Being in the business of organizing golf tours, I have been fortunate to play on virtually every continent (I skipped Antarctica because I couldn't get a tee time). Here are four trips I am particularly fond of.  Take Portugal, for example.  I visited the area just west of Lisbon called Sintra.  Not as popular for golf as the Algarve, Sintra has the benefit of being close to Lisbon and its many treasures.  The courses were superb with a nice mix of traditional and modern resorts courses.  The choices and quality of the accommodations were also tops.  And, the food and wine?  Facing the Atlantic, Portugal benefits from abundant, fresh and varied seafood and of course cod.  Where else can you have cod for breakfast, lunch and dinner prepared in a different way every time it's served?  Portugal is beautiful in its varied landscape and rich history and its remnants as evidenced by many castles, museums and artifacts.  Finally, did I mention that Portugal is also a great value? 

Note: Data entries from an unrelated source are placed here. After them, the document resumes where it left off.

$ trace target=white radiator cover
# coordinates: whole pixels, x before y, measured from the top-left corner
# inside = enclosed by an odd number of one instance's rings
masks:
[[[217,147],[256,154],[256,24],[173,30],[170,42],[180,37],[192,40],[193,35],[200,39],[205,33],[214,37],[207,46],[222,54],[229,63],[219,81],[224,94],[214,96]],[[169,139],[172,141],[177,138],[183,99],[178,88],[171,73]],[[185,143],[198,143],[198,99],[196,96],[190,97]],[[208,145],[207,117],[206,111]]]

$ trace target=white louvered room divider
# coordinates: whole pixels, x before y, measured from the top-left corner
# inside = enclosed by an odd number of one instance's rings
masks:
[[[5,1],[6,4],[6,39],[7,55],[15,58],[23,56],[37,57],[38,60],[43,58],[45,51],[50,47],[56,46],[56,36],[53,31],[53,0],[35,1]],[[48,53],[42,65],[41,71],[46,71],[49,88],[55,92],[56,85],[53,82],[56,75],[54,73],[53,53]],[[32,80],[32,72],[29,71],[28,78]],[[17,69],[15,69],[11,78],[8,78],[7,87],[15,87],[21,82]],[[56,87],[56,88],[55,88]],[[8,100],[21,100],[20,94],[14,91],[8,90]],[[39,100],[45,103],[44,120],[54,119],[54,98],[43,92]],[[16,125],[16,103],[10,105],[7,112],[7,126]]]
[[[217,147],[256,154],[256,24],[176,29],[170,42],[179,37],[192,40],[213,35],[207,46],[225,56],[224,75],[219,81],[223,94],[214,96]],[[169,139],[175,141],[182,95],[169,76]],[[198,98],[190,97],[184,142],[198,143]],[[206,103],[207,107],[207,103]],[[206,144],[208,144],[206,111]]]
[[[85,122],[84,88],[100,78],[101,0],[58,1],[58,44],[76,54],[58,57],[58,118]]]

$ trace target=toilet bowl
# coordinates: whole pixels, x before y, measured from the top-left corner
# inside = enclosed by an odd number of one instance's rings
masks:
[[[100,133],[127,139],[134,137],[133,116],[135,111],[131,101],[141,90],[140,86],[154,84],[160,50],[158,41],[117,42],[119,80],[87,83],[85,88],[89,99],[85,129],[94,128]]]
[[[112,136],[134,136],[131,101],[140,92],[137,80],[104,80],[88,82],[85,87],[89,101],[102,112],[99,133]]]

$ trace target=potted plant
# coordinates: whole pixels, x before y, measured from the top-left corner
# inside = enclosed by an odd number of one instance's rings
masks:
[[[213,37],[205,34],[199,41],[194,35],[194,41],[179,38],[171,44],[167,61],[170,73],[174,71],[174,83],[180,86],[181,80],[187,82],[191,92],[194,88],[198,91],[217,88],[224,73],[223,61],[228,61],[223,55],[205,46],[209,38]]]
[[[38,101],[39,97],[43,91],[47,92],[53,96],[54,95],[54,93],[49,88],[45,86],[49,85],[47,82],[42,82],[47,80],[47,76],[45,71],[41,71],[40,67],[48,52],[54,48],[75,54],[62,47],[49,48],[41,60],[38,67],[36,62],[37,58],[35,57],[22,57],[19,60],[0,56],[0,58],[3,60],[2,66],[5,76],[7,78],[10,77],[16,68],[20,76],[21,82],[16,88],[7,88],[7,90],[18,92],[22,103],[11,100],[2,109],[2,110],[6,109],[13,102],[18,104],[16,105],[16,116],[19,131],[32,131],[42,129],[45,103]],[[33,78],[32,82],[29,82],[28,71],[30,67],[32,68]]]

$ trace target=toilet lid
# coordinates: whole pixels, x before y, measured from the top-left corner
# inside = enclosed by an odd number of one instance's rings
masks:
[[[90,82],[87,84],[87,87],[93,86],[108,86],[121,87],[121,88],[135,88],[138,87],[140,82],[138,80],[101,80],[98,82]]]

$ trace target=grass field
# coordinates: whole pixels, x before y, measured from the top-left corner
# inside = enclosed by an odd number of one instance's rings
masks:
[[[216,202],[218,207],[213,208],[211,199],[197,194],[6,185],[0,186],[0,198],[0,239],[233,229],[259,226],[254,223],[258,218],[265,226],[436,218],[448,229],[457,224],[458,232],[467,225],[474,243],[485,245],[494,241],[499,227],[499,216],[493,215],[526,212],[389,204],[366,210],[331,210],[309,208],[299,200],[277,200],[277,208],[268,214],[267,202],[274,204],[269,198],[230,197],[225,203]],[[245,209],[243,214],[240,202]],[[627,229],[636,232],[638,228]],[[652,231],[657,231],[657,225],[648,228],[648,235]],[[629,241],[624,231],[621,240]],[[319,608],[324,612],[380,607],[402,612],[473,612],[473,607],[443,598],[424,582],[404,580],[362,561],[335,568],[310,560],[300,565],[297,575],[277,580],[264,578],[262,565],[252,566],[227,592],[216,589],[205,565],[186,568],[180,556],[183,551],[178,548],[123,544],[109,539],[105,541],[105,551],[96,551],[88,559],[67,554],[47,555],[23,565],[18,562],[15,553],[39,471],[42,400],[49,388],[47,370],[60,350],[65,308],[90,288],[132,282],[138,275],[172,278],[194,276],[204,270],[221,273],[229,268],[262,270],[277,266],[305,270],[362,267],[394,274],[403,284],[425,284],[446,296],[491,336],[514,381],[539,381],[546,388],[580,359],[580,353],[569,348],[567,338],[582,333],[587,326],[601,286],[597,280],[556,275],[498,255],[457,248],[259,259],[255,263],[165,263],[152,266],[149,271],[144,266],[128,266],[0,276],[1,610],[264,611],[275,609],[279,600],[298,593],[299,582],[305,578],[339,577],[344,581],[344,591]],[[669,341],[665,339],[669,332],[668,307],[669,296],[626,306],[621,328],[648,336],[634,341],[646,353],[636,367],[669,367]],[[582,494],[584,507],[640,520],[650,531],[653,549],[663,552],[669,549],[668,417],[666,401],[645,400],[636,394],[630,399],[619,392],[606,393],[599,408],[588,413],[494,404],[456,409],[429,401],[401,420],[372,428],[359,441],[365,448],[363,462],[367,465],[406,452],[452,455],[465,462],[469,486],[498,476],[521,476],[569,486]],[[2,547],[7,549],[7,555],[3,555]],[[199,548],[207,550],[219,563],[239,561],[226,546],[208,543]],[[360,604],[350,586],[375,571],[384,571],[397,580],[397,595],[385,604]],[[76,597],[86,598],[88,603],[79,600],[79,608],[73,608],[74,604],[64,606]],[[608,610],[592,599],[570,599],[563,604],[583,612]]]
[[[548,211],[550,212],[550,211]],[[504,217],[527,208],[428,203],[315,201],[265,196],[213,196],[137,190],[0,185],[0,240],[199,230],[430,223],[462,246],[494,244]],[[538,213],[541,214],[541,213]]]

New Zealand was another country at the top of my "must visit" list.  I finally went a couple of years ago and did an extensive trip to both the North and South Islands.  Historically and geographically, New Zealand is an interesting place.  Besides being the last large land mass inhabited by humans, its relative isolation has protected its unique vegetation and animals.  Geographically, the country is blessed with rolling productive farm and grazing land, tall snow capturing mountains and coastlines fjords that match Norway for beauty and remoteness.  The country is also blessed by having several of the world's best golf courses, dramatic yet comfortable accommodations, great food and wine, welcoming English speaking people and many things other than golf to enjoy.  It is true that New Zealand is further from home and compared to Portugal more expensive, but if it is truly worth a visit.

Closer to home is another favorite - Canada.  I have visited both coasts of the country - Prince Edward Island (PEI) on the east coast and Whistler on the west.   As part of the maritime area of Canada, PEI has the quaintness of rural New England, the simple charm of "Anne of Green Gables" and the tradition of the sea, which provides my favorites - lobsters, oysters and clams.  There is plenty of fine golf as well and the accommodations range from traditional small hotels and guest houses to modern albeit small resorts. 

Whistler, on the other hand, is in Canada's ski country, but unlike Colorado lower in altitude. With four choice golf courses, a range of accommodations from the deluxe Chateau Whistler, to small hotels and condominiums, a walkable and lively village with interesting bars and many restaurants, Whistler is a wonderful summer/fall mountain golf getaway. 

Okay.  You guessed it.  The act of writing this article has been therapeutic for me.  The mental therapy worked.  I am now determined to crank up my physical therapy and start planning my next adventure.  Memories of the countries I have visited, the courses I have played, and want to play again, have convinced me my golf life is not over.  I am no longer feeling sorry for myself.  I will play again, I will do it to the best of my ability and I won't rely on beer to be competitive.  Maybe I'll drop hockey and tennis too.